Arnold Schwarzenegger interpreta a Jericho Cane, un decadente detective, que se las tiene que ver con el mismísimo diablo, en una malísima producción del año 1999, dirigida por Peter Hyams, que aprovechaba los temores por el cambio de milenio.
“La última profecía” (Left Behind, 2014) de Victor Armstrong, con Nicholas Cage en el rol principal, tiene como eje principal el “arrebato”, o “rapto, que, según algunos credos cristianos, sucedería antes de la Gran Tribulación, cuando Cristo arrebate a los miembros de su Iglesia, de forma súbita, sucesos enmarcados en una típica trama estadounidense de problemas maritales y familiares.
Para finalizar, ante un subgénero tan vasto, es mejor que nos quedemos con una nota esperanzadora -por muy fútil que pueda ser la esperanza-, que es la que presentara el británico Arthur C. Clarke en su novela “La ciudad y las estrellas” (1956).

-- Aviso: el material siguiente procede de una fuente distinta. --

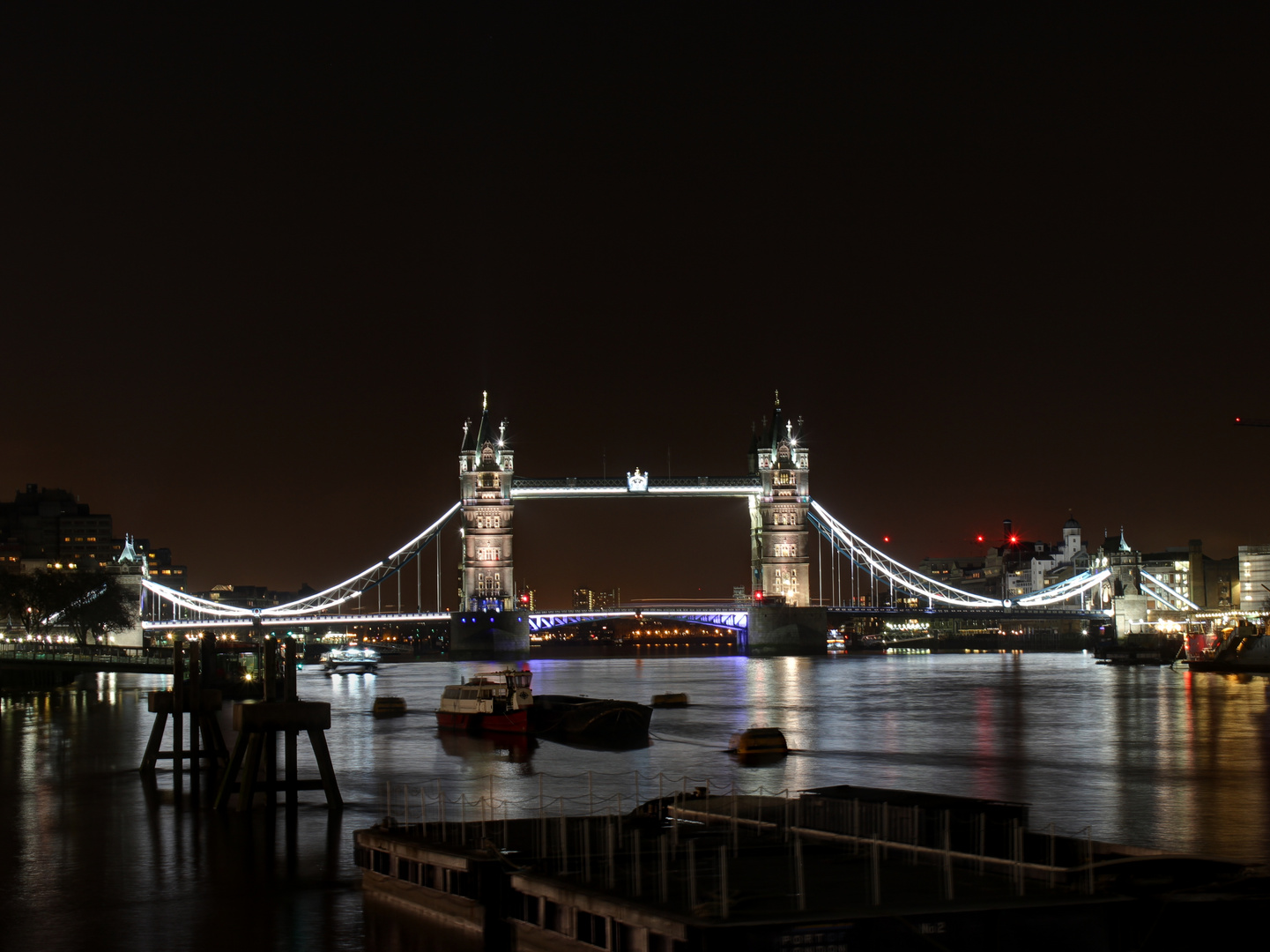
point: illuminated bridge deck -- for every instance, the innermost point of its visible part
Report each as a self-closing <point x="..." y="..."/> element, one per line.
<point x="607" y="487"/>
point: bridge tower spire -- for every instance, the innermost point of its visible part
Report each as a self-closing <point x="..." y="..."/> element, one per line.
<point x="780" y="557"/>
<point x="486" y="466"/>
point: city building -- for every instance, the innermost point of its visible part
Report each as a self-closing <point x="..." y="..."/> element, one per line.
<point x="1253" y="592"/>
<point x="51" y="529"/>
<point x="1016" y="567"/>
<point x="592" y="600"/>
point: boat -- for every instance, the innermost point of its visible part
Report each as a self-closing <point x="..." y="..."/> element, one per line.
<point x="758" y="744"/>
<point x="351" y="658"/>
<point x="495" y="701"/>
<point x="671" y="701"/>
<point x="590" y="721"/>
<point x="1232" y="650"/>
<point x="389" y="707"/>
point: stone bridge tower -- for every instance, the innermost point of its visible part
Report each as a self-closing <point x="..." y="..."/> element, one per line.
<point x="486" y="468"/>
<point x="486" y="624"/>
<point x="780" y="557"/>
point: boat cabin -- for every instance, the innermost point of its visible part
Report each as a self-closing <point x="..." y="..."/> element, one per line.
<point x="486" y="692"/>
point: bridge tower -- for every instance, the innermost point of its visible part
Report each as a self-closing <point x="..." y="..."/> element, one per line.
<point x="486" y="466"/>
<point x="780" y="555"/>
<point x="486" y="623"/>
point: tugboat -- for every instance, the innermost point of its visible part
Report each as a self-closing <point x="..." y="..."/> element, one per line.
<point x="351" y="658"/>
<point x="495" y="701"/>
<point x="1231" y="650"/>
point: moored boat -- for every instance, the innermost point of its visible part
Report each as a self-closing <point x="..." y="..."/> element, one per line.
<point x="758" y="744"/>
<point x="389" y="707"/>
<point x="495" y="701"/>
<point x="1233" y="650"/>
<point x="351" y="658"/>
<point x="671" y="701"/>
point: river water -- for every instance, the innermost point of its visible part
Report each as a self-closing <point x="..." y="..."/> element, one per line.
<point x="95" y="856"/>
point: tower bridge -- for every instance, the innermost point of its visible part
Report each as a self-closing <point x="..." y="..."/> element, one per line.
<point x="783" y="514"/>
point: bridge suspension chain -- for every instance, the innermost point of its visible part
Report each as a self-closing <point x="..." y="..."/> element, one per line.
<point x="329" y="598"/>
<point x="880" y="564"/>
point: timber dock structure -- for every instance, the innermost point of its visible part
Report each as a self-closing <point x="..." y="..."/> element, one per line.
<point x="829" y="868"/>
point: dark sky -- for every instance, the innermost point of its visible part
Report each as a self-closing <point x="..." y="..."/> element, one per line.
<point x="256" y="270"/>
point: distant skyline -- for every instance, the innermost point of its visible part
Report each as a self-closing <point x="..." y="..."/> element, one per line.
<point x="256" y="273"/>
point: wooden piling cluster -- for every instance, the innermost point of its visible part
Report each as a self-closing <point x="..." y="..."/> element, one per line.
<point x="259" y="722"/>
<point x="186" y="698"/>
<point x="258" y="725"/>
<point x="728" y="871"/>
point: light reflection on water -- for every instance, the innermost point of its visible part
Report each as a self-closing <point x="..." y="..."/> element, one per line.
<point x="1154" y="756"/>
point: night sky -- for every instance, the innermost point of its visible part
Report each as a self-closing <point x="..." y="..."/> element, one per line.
<point x="256" y="270"/>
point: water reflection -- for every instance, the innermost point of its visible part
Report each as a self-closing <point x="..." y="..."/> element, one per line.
<point x="1156" y="756"/>
<point x="515" y="747"/>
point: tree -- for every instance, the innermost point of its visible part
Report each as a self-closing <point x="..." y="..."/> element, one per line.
<point x="100" y="606"/>
<point x="36" y="598"/>
<point x="91" y="603"/>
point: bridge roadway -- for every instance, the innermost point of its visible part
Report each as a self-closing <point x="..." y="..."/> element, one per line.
<point x="33" y="656"/>
<point x="733" y="617"/>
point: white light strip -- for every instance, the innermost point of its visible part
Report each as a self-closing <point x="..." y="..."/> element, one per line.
<point x="575" y="491"/>
<point x="311" y="601"/>
<point x="193" y="603"/>
<point x="1177" y="594"/>
<point x="296" y="621"/>
<point x="1063" y="591"/>
<point x="917" y="584"/>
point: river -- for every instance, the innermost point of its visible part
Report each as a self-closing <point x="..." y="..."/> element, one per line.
<point x="95" y="856"/>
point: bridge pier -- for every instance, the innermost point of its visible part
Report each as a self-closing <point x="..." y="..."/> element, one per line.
<point x="489" y="636"/>
<point x="786" y="629"/>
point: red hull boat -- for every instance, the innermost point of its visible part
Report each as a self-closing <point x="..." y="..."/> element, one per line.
<point x="497" y="701"/>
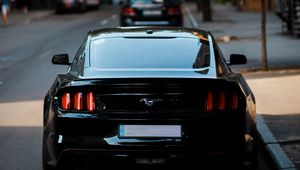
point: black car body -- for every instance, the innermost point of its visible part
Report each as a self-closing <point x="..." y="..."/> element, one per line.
<point x="148" y="96"/>
<point x="151" y="12"/>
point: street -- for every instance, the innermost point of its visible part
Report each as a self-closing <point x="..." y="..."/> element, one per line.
<point x="26" y="73"/>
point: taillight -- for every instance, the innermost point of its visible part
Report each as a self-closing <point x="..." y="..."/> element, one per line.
<point x="174" y="11"/>
<point x="66" y="101"/>
<point x="209" y="104"/>
<point x="127" y="11"/>
<point x="222" y="101"/>
<point x="78" y="102"/>
<point x="90" y="102"/>
<point x="234" y="101"/>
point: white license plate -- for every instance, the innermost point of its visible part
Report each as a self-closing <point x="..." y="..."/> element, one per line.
<point x="152" y="13"/>
<point x="69" y="1"/>
<point x="150" y="131"/>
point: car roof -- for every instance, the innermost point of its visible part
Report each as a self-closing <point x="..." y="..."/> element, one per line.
<point x="151" y="32"/>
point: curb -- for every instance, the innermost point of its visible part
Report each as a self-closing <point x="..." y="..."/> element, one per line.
<point x="281" y="160"/>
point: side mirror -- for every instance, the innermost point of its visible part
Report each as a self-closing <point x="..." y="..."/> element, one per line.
<point x="236" y="59"/>
<point x="61" y="59"/>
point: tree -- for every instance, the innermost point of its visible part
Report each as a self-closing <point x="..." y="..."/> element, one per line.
<point x="263" y="35"/>
<point x="206" y="6"/>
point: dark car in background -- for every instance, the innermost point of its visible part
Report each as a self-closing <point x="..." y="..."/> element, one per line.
<point x="77" y="5"/>
<point x="151" y="12"/>
<point x="152" y="95"/>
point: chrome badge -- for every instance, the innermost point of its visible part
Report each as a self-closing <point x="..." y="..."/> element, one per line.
<point x="149" y="102"/>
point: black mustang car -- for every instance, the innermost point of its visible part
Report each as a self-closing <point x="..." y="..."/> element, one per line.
<point x="151" y="12"/>
<point x="149" y="96"/>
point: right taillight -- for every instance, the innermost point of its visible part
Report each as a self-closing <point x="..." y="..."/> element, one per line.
<point x="209" y="103"/>
<point x="174" y="11"/>
<point x="78" y="101"/>
<point x="234" y="101"/>
<point x="128" y="11"/>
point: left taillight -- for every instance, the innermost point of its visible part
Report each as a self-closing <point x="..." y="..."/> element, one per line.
<point x="66" y="101"/>
<point x="78" y="101"/>
<point x="90" y="102"/>
<point x="221" y="101"/>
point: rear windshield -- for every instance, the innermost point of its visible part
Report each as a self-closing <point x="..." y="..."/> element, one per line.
<point x="170" y="53"/>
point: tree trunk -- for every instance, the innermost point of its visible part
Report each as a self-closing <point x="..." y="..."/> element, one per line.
<point x="263" y="35"/>
<point x="199" y="5"/>
<point x="207" y="15"/>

En esta se nos cuenta la historia de Alvin, habitante de Diaspar, la última ciudad de la Tierra, con una antigüedad de mil millones de años, situada bajo una cúpula gigantesca, en un mundo despoblado, cuyos habitantes almacenan sus memorias en bancos de datos, y carecen de la capacidad de reproducirse. Las leyendas de Diaspar cuentan de una invasión extraterrestre que habría acabado con el mundo, y sus ciudadanos no tienen la menor intención de salir fuera y explorar el planeta, en parte por temor y en parte por desidia. Pero Alvin es distinto, un mutante nacido tras millones de años, con la capacidad innata de explorar nuevos horizontes, por lo que investiga y descubre una vía de Metro que funciona y abandona la ciudad. Ya fuera descubre el oasis de Lys, habitado por pacíficos telépatas, se descubre a sí mismo y trascienden él y la raza humana. Como escribiera David Pringle, investigador y editor, en su obra “Ciencia ficción; las cien mejores novelas” (1984):
“La investigación de Alvin es arquetípica en la Ciencia ficción: la ruptura de un mundo cerrado, el descubrimiento de la verdadera naturaleza de la realidad; y el retorno con dones traídos de las estrellas que revitalizarán una sociedad estancada”.
Es el verdadero “otro lado” de la moneda de las películas post apocalípticas. Un verdadero deleite, por vano que este sea, construido en los endebles hilos de un sueño bastante deseable, en el que la humanidad se salva y, con esta, rescata la posibilidad de un mejor futuro.